If I were to rank Obama's discussion yesterday on the continuum of Democratic candidate speeches, I'd rank it somewhere between Ted Kennedy's Cause Endures and William Jennings Bryan's Cross of Gold.
UPDATE: Others are saying it's more like Nixon's Checkers speech. Got to think about that for a while.
UPDATE2: Here's another helpful column from National Review. It appears that I'm in the minority (heh) among conservatives on this speech.
And by the way, that was a bit of a joke about the Cause Endures speech. Read it. Kennedy was wrong about everything. What makes the speech work is the quote from Tennyson. Obama's speech, on other hand, contained more truth that usual. Yes, as usual, Obama wedded his evocative rhetoric to a statist program, but much less so than usual. So I ignored that part. Others may find it harder to do so.
"I can no more disown him [Wright] than I can the black community"
Let's play with that, shall we?
"I can no more disown Nathan Bedford Forrest than I can the white community".
See how easy it is?
I am disappointed that Obama thinks of Wright as the uncle who makes racist statements. Clearly as Eric notes in another post, you don't sit in the pews for 20 years and not know who he is for what he is. The difference with an uncle is that they truly are your blood relatives and you cannot just walk away so easily. Does that church do good - it sounds like it probably does - but it doesn't need the rhetoric of Rev. Wright to have done good. So, I don't believe that I would have followed down Obama's path at all and I think he dismisses himself too easily.
In general, I find Wright's comments no more offensive than I find comments that those that dissent the war or question Bush are traitors or not true soldiers. Those comments are no more sophisticated Rev Wrights. They ignore the complicated history of the war in some of the same ways that people want ignore the complicated history of race and racial equality. I find many anti-homosexual views to be full of drama, and full of hysteria. Just because I find these things offensive and hateful, doesn't mean that I expect to see the Right abandon their preachers, politicians, and talk show hosts (and they don't).

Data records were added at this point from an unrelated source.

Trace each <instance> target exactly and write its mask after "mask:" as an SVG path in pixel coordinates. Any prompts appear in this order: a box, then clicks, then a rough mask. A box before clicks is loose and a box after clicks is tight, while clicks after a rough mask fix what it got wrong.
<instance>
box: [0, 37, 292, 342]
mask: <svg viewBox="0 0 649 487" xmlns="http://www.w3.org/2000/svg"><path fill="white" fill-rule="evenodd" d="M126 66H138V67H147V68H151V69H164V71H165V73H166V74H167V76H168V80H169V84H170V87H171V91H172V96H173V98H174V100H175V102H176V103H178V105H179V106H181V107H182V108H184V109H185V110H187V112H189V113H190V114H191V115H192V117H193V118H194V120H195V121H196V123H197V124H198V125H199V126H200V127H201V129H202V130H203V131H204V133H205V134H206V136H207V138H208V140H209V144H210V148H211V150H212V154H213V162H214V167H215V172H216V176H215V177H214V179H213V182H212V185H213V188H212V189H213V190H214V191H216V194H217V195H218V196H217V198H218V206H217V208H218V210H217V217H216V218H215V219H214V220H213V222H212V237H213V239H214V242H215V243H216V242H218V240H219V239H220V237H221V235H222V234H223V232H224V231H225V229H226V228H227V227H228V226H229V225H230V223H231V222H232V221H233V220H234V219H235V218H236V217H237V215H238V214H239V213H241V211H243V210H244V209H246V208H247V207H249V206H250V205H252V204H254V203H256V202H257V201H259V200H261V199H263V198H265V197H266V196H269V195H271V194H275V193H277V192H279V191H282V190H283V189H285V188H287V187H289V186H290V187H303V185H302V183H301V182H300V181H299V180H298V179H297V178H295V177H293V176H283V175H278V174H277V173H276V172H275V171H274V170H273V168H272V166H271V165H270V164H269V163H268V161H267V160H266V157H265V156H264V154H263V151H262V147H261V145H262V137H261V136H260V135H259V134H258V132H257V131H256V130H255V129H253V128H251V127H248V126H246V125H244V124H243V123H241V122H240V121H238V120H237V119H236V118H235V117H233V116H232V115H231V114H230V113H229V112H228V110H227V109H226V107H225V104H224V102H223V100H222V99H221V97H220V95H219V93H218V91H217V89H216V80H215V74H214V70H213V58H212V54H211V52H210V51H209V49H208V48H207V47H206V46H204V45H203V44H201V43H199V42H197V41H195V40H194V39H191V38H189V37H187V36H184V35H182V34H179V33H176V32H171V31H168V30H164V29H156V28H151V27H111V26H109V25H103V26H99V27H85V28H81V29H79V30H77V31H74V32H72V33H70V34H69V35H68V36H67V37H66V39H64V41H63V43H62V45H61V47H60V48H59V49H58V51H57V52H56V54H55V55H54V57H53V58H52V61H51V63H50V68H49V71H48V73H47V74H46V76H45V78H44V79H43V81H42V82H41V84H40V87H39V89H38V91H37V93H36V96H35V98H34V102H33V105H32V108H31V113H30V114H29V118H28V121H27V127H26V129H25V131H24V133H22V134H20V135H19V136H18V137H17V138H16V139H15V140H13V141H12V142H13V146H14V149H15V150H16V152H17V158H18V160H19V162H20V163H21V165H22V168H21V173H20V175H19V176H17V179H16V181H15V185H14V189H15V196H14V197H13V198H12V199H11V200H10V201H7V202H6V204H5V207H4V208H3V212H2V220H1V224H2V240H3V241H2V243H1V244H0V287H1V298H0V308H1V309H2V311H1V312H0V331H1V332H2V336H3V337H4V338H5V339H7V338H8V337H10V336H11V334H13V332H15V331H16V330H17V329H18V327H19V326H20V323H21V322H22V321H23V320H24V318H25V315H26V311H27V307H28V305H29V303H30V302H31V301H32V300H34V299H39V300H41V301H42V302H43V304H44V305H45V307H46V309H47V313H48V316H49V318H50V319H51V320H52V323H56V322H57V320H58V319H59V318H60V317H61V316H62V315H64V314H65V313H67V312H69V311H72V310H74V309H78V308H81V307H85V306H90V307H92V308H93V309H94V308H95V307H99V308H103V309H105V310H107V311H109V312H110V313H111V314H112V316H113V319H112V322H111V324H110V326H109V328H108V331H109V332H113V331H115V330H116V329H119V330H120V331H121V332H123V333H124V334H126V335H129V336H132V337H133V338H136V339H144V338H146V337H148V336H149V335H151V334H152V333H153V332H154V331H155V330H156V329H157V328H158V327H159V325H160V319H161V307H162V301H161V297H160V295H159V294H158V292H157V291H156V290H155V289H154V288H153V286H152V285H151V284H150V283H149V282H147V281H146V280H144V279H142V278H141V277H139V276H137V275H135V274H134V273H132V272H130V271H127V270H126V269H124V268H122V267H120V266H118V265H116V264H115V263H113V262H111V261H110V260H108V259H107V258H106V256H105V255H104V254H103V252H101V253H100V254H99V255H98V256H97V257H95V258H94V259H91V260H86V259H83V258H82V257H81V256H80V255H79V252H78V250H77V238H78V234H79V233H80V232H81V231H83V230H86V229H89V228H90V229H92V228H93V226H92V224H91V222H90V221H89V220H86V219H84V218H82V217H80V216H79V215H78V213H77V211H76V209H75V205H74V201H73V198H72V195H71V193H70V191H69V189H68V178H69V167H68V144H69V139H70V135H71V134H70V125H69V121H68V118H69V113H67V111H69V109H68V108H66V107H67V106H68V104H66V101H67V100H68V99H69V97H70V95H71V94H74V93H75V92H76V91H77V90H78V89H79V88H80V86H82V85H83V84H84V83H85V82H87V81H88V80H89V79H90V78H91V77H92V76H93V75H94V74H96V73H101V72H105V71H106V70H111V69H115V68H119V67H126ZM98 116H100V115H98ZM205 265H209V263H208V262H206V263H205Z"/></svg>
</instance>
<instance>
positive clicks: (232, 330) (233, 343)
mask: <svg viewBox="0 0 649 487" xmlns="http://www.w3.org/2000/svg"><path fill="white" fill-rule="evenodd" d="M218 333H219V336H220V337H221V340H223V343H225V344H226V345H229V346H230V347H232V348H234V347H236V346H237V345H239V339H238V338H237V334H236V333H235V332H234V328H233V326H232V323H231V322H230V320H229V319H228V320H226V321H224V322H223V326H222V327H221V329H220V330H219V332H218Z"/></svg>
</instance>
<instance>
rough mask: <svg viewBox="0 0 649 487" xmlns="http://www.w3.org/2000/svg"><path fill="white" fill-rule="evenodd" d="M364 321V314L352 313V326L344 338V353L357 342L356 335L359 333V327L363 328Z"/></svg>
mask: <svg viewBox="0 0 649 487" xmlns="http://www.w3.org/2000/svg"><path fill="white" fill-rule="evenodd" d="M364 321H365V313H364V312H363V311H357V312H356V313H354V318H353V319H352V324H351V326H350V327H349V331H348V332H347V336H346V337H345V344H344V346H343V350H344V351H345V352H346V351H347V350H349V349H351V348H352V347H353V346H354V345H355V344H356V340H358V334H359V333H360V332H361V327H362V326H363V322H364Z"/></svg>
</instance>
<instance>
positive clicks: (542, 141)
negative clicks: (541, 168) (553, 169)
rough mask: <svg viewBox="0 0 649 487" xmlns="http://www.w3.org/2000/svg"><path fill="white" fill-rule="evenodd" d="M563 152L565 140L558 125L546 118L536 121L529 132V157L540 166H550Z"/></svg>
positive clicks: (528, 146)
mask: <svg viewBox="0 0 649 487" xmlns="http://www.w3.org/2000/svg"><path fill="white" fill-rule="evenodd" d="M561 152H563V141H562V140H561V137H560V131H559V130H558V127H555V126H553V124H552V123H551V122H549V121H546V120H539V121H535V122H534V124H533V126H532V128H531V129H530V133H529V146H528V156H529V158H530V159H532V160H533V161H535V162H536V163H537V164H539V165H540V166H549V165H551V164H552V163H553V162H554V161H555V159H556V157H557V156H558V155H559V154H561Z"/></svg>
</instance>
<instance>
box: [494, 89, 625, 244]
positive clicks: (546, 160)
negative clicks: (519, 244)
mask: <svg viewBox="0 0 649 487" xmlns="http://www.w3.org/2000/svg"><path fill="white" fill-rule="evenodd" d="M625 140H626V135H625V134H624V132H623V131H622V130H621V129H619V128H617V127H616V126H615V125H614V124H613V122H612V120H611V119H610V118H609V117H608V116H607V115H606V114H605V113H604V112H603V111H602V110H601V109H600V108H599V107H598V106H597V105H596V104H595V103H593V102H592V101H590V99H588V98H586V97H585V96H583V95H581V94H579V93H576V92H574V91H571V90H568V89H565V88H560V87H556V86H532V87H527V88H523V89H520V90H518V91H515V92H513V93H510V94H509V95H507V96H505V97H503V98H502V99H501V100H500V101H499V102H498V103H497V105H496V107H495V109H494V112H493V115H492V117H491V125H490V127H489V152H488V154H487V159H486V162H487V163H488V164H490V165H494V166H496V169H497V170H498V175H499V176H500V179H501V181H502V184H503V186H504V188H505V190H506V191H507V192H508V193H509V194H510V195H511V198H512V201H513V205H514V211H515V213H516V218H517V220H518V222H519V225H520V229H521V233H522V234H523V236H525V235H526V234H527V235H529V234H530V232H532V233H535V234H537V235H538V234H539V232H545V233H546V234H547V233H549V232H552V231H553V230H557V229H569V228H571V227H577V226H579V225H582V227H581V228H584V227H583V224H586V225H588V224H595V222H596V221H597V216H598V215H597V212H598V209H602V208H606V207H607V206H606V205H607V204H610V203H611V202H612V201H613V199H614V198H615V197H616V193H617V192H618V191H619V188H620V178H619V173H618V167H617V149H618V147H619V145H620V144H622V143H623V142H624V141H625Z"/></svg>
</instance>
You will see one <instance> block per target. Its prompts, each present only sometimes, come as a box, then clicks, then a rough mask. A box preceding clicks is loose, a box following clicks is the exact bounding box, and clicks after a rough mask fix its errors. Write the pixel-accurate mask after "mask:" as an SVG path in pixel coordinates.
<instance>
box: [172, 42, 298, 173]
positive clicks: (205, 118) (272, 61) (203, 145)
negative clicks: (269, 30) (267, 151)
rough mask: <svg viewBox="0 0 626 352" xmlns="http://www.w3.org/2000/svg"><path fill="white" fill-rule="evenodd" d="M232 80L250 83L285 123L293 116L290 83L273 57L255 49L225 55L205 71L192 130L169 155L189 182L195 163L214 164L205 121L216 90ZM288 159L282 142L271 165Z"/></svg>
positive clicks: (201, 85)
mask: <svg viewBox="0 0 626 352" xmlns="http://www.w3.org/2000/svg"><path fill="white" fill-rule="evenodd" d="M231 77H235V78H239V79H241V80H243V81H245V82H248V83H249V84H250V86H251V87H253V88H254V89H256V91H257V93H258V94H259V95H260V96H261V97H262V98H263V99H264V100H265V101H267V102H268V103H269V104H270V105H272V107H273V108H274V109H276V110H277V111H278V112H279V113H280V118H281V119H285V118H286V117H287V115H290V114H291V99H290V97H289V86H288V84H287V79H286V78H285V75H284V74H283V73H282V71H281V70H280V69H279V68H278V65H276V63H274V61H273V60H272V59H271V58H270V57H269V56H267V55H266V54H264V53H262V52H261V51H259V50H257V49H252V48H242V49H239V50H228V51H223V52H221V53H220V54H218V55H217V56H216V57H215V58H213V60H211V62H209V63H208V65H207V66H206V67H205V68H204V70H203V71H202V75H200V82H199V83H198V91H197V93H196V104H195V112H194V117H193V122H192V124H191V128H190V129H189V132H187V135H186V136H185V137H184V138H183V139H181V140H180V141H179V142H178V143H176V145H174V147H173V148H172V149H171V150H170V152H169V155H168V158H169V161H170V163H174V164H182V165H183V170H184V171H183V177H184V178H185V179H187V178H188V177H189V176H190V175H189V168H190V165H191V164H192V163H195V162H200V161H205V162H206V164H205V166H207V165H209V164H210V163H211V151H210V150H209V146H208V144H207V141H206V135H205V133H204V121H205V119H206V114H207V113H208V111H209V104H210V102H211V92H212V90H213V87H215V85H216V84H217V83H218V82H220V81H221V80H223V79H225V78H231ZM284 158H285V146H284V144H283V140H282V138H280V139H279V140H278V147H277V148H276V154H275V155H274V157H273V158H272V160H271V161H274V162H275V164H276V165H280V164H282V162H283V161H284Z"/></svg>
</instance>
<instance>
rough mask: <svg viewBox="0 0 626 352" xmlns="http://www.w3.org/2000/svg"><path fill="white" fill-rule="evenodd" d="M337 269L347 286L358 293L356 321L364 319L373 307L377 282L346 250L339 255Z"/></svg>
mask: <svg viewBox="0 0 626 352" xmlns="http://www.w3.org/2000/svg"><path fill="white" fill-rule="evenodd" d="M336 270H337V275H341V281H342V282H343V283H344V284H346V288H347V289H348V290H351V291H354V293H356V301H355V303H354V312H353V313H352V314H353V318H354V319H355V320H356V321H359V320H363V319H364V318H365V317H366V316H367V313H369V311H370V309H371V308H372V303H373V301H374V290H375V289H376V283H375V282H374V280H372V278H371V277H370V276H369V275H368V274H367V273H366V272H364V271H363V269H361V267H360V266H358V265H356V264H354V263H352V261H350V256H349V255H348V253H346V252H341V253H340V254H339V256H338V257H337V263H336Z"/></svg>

I do not think that Obama's speech gives a free ride to Wright. Hate has always been around. One of the reasons you see hate spewed about Democrats and Republicans is because it is socially allowed. A certain number of people enjoy that experience - it makes them feel better or something - I don't know. I certainly get angry, but I don't see that as the high point of my existence or what I am here to do. So, it is artificial to think racially centered hate is bad, but it is OK to hate Democrats or Republicans because of their party affiliation. In all realms, putting hate first can paralyze useful action.
It strikes me true that the path out isn't to sit comfortably on your own "moral high ground," but to seek solutions to what can be solved. Some times many baby steps are better than no steps when the path is tortuous.
I think Obama's speech was a bit of political suicide. It displayed some of his flaws in a way politicians can't do and get elected. It also discussed race in ways that acknowledged that the issues are more than black and white (read that shades of gray). Obama could have issued a series of denials knowing the public's short attention span would let this issue slip away, but he didn't. I can't imagine Clinton giving such a speech. I can't imagine Bush giving a speech that where he accepted a variation on his world view. I do think McCain is obviously more courageous than Clinton, but even he probably wouldn't tackle this particular problem.